News & Events

AI-Ready Data: Navigating the Dynamic Frontier of Metadata and Ontologies

ID4: Institute of Data Driven Dynamical Design

Hosted by the Metadata Research Center, College of Computing & Informatics, Drexel University

AI-ready data refers to the high-quality and well-prepared data that is optimized for use in artificial intelligence (AI) applications. AI-ready data increasingly encompasses the inclusion of metadata and ontologies to enhance the value and usability of data. Metadata provides essential context and information about the data, and ontologies offer structured semantic representation of a particular domain. These additional layers of information help data scientists,data scientists, researchers, and AI systems understand, interpret, and apply appropriate algorithms and models for analysis. Metadata and ontologies enable consistent data integration, interoperability, and knowledge sharing across systems, while facilitating more knowledgeable AI applications. Additionally, these systems are proving vital for supporting the FAIR (Findable, Accessible, Interoperable, and Reusable) principles and reproducible computational research (RCR).

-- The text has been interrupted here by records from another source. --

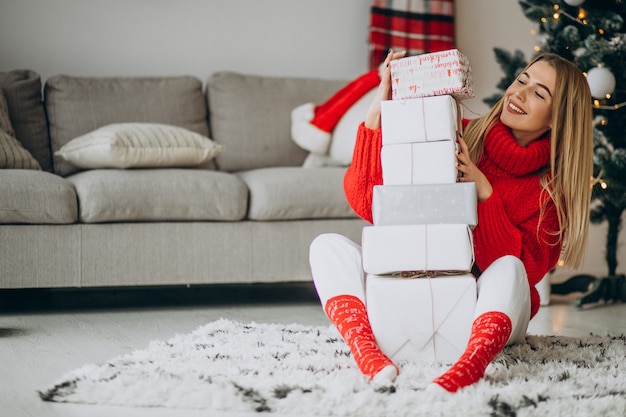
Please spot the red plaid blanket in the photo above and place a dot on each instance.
(417, 26)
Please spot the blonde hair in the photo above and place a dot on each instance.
(567, 178)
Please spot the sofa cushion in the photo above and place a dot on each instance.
(139, 145)
(251, 116)
(36, 197)
(78, 105)
(12, 153)
(112, 195)
(22, 91)
(289, 193)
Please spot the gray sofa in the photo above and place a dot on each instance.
(247, 217)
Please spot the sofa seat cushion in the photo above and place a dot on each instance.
(290, 193)
(36, 197)
(143, 195)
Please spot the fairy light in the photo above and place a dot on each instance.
(581, 17)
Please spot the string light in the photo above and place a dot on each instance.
(582, 19)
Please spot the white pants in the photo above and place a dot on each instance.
(337, 269)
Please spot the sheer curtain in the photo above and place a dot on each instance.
(417, 26)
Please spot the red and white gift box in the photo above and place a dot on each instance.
(425, 204)
(423, 319)
(417, 247)
(438, 73)
(419, 163)
(419, 120)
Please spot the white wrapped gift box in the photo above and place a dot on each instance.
(419, 120)
(438, 73)
(425, 204)
(418, 247)
(422, 319)
(419, 163)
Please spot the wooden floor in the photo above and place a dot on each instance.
(44, 334)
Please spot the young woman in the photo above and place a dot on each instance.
(531, 160)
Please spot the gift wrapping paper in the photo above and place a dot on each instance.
(419, 163)
(425, 204)
(421, 320)
(405, 249)
(438, 73)
(419, 120)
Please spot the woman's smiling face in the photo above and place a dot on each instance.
(527, 106)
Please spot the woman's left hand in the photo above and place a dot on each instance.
(469, 172)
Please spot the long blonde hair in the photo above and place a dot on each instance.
(567, 178)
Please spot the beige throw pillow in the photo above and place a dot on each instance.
(12, 154)
(139, 145)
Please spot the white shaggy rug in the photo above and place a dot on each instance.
(305, 370)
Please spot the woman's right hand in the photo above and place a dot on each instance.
(372, 119)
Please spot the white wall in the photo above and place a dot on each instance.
(321, 38)
(325, 38)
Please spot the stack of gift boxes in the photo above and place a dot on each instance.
(418, 253)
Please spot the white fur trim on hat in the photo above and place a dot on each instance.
(305, 134)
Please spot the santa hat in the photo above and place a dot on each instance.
(311, 125)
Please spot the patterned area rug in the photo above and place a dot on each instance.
(305, 370)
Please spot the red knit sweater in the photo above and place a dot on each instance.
(507, 221)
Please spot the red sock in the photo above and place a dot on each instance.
(490, 333)
(349, 315)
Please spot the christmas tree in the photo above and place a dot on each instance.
(591, 34)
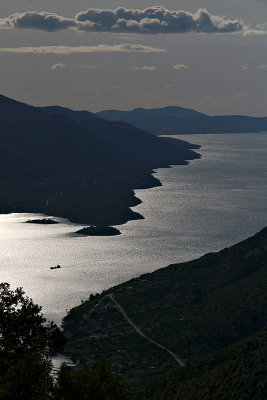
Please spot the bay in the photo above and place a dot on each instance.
(205, 206)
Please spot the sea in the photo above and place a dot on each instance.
(211, 203)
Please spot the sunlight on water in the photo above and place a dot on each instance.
(204, 206)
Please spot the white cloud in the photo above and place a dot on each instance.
(58, 66)
(144, 68)
(101, 48)
(151, 20)
(180, 66)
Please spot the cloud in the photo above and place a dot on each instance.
(101, 48)
(180, 66)
(144, 68)
(155, 20)
(37, 20)
(58, 66)
(151, 20)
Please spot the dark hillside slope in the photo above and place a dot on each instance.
(178, 120)
(199, 306)
(237, 372)
(52, 164)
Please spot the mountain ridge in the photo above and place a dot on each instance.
(85, 170)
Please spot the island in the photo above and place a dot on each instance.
(99, 231)
(44, 221)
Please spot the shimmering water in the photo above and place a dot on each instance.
(204, 206)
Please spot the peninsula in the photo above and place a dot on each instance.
(83, 169)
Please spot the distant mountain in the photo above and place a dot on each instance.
(193, 309)
(81, 117)
(76, 165)
(142, 113)
(178, 120)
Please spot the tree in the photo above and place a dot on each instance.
(26, 345)
(85, 384)
(23, 327)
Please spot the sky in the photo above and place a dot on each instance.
(208, 55)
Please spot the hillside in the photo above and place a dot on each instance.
(72, 164)
(236, 372)
(193, 309)
(178, 120)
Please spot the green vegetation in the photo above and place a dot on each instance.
(193, 308)
(26, 345)
(99, 231)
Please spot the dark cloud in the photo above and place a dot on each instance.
(155, 20)
(37, 20)
(151, 20)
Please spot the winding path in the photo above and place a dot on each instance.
(138, 330)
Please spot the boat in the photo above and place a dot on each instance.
(56, 267)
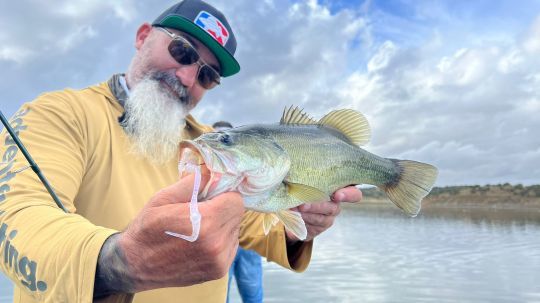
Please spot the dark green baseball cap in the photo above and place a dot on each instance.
(208, 25)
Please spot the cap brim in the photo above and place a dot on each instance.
(229, 65)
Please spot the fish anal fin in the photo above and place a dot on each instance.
(415, 182)
(293, 222)
(294, 115)
(306, 193)
(350, 123)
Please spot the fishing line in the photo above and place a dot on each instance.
(32, 163)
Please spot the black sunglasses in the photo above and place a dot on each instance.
(185, 53)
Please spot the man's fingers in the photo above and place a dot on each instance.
(349, 194)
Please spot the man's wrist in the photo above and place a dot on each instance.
(112, 272)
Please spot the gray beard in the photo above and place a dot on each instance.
(155, 116)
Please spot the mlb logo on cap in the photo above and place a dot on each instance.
(213, 26)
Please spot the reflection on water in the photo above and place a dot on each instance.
(377, 254)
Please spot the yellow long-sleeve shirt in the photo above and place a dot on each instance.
(76, 139)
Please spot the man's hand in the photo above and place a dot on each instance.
(320, 216)
(143, 257)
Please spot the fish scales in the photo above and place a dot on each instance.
(301, 160)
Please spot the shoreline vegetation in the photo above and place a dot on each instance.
(472, 196)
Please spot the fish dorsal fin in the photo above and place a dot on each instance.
(350, 123)
(293, 222)
(295, 115)
(306, 193)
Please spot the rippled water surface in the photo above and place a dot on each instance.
(376, 254)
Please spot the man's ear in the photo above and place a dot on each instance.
(142, 33)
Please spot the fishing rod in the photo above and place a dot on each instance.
(33, 164)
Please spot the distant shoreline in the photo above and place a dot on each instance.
(501, 196)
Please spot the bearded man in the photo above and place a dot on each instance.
(109, 151)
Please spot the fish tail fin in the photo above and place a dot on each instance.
(414, 183)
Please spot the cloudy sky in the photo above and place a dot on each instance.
(452, 83)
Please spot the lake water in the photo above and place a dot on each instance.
(377, 254)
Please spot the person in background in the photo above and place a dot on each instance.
(247, 265)
(110, 153)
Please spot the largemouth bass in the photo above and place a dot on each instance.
(302, 160)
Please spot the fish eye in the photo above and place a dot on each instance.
(225, 139)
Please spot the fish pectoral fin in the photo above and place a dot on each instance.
(306, 193)
(293, 222)
(269, 220)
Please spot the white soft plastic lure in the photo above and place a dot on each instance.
(194, 215)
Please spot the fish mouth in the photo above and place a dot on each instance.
(192, 154)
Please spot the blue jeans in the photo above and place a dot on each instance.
(247, 271)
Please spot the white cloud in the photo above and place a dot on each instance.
(461, 92)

Despite these capacities, approaches for developing, implementing, and sustaining metadata and ontologies within AI-ready data pipelines remain inconsistent, cumbersome, and lack sufficient support. Challenges underlie the full data lifecycle from data creation, collection, and research, to longer-term aims of data preservation, archiving, reuse and support for research reproducibility. Collective, community driven efforts are needed to address current obstacles and maximize the value and reliability of data. The AI-Ready Data: Navigating the Dynamic Frontier of Metadata and Ontologies workshop is a step toward addressing this challenge. This workshop will bring together a community of individuals with expertise across the data lifecycle to discuss issues, share solutions, and chart a path forward for addressing key challenges in preparing AI-ready data for scientific research. 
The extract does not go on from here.